El equipo mexicano mostró resiliencia y capacidad de ajuste ante Noblesville Boom; ahora enfrenta diez partidos consecutivos fuera de casa que pueden marcar su rumbo hacia playoffs.
Capitanes de Ciudad de México cerró la temporada regular con dos victorias consecutivas en casa ante Noblesville Boom, destacando por su capacidad de ajustar el juego y remontar tras inicios complicados. El último encuentro terminó 122-110, tras un primer cuarto donde Noblesville dominó 27-18, pero Capitanes respondió con un segundo periodo de 42 puntos y un cierre sólido de 30-16 en el último cuarto.
Estas victorias confirman la resiliencia del equipo, que mantiene una marca de 18-8 y se sitúa en la parte alta de la Conferencia Oeste de la NBA G League. Jugadores como Tomás Chapero y Esteban Roacho han sido claves, combinando defensa agresiva, liderazgo en momentos críticos y actitud colectiva dentro del vestidor.

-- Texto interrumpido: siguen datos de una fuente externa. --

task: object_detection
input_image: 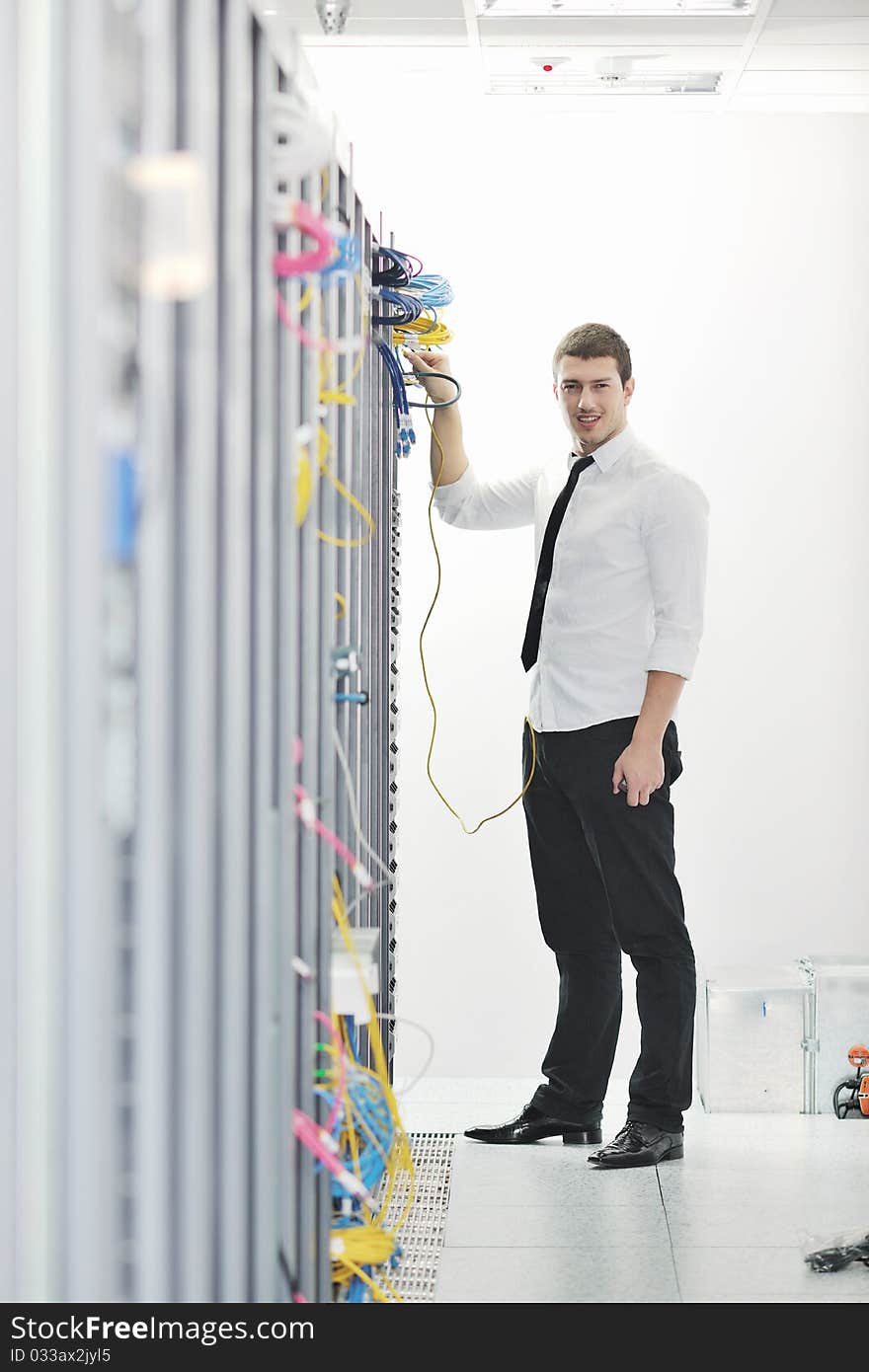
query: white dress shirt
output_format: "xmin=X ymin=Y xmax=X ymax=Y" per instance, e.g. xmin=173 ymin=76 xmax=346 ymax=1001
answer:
xmin=429 ymin=424 xmax=708 ymax=729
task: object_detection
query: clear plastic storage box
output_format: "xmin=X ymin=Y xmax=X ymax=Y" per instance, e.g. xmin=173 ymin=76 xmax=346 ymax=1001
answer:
xmin=696 ymin=963 xmax=813 ymax=1114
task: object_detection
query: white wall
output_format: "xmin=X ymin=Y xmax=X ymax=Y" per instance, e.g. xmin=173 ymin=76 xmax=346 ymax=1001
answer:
xmin=349 ymin=100 xmax=869 ymax=1081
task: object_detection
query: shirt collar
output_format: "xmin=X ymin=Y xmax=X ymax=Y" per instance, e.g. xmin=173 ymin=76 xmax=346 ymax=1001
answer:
xmin=567 ymin=424 xmax=636 ymax=472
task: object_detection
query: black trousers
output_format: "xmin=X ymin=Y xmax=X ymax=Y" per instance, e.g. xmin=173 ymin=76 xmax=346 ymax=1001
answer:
xmin=521 ymin=715 xmax=696 ymax=1130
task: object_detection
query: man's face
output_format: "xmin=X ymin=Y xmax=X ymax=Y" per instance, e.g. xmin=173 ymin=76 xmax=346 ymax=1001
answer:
xmin=552 ymin=356 xmax=634 ymax=454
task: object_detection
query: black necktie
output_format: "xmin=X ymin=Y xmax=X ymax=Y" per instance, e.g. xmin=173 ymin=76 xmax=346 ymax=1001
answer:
xmin=521 ymin=457 xmax=594 ymax=672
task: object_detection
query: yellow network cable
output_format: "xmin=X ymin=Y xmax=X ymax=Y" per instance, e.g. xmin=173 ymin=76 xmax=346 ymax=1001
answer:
xmin=393 ymin=309 xmax=453 ymax=347
xmin=332 ymin=873 xmax=415 ymax=1235
xmin=420 ymin=406 xmax=537 ymax=834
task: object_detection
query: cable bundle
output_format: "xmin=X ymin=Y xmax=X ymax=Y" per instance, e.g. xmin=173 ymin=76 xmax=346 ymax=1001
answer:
xmin=376 ymin=339 xmax=416 ymax=457
xmin=370 ymin=285 xmax=423 ymax=325
xmin=400 ymin=274 xmax=454 ymax=310
xmin=370 ymin=246 xmax=423 ymax=288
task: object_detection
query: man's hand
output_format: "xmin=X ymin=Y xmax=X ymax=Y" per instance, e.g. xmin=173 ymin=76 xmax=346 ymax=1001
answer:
xmin=612 ymin=739 xmax=665 ymax=805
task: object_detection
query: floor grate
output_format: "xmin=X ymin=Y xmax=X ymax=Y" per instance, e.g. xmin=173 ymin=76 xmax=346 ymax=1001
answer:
xmin=386 ymin=1133 xmax=456 ymax=1304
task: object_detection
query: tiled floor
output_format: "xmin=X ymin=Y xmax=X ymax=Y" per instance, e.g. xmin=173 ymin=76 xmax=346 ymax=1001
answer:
xmin=397 ymin=1079 xmax=869 ymax=1304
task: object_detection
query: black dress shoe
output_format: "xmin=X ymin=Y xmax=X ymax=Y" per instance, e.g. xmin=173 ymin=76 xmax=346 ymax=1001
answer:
xmin=464 ymin=1105 xmax=602 ymax=1143
xmin=589 ymin=1119 xmax=685 ymax=1168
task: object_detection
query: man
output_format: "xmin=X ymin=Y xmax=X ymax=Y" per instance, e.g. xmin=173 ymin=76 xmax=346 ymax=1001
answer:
xmin=408 ymin=324 xmax=708 ymax=1168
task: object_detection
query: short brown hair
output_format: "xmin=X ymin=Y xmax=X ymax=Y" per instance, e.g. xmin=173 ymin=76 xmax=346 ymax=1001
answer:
xmin=552 ymin=324 xmax=631 ymax=386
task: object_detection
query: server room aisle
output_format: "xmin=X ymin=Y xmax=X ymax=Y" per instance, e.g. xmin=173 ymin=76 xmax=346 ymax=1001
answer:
xmin=402 ymin=1079 xmax=869 ymax=1304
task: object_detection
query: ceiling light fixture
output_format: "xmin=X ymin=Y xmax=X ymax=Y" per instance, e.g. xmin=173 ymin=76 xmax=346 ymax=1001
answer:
xmin=476 ymin=0 xmax=757 ymax=19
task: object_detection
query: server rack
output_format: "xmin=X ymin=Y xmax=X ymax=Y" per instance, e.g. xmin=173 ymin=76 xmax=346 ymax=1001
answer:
xmin=0 ymin=0 xmax=397 ymax=1302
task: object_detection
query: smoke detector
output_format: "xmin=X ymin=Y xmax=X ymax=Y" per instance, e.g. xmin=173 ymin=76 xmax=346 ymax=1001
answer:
xmin=316 ymin=0 xmax=351 ymax=35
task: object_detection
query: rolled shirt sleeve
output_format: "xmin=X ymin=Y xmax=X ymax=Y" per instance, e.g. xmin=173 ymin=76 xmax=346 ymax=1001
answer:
xmin=429 ymin=462 xmax=541 ymax=528
xmin=643 ymin=469 xmax=710 ymax=679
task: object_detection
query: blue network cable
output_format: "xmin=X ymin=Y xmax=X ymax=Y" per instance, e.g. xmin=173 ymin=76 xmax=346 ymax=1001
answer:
xmin=376 ymin=339 xmax=416 ymax=457
xmin=408 ymin=275 xmax=454 ymax=310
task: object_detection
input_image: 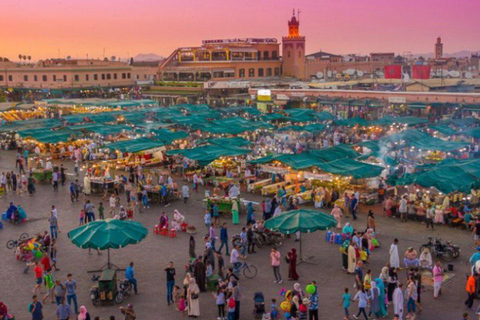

Ahora, el equipo enfrenta una gira de diez partidos consecutivos como visitante, comenzando frente a Wisconsin Herd en el Oshkosh Arena. Esta serie de encuentros será determinante para asegurar una posición favorable de cara a los playoffs, considerando el desgaste de los viajes y la variabilidad de los rosters en la G League.
La Arena CDMX se ha convertido en un sexto jugador para Capitanes, gracias a la energía del público y al ambiente competitivo que ha generado ventaja en casa. El desafío ahora será mantener esa identidad y consistencia durante la etapa más exigente de la temporada.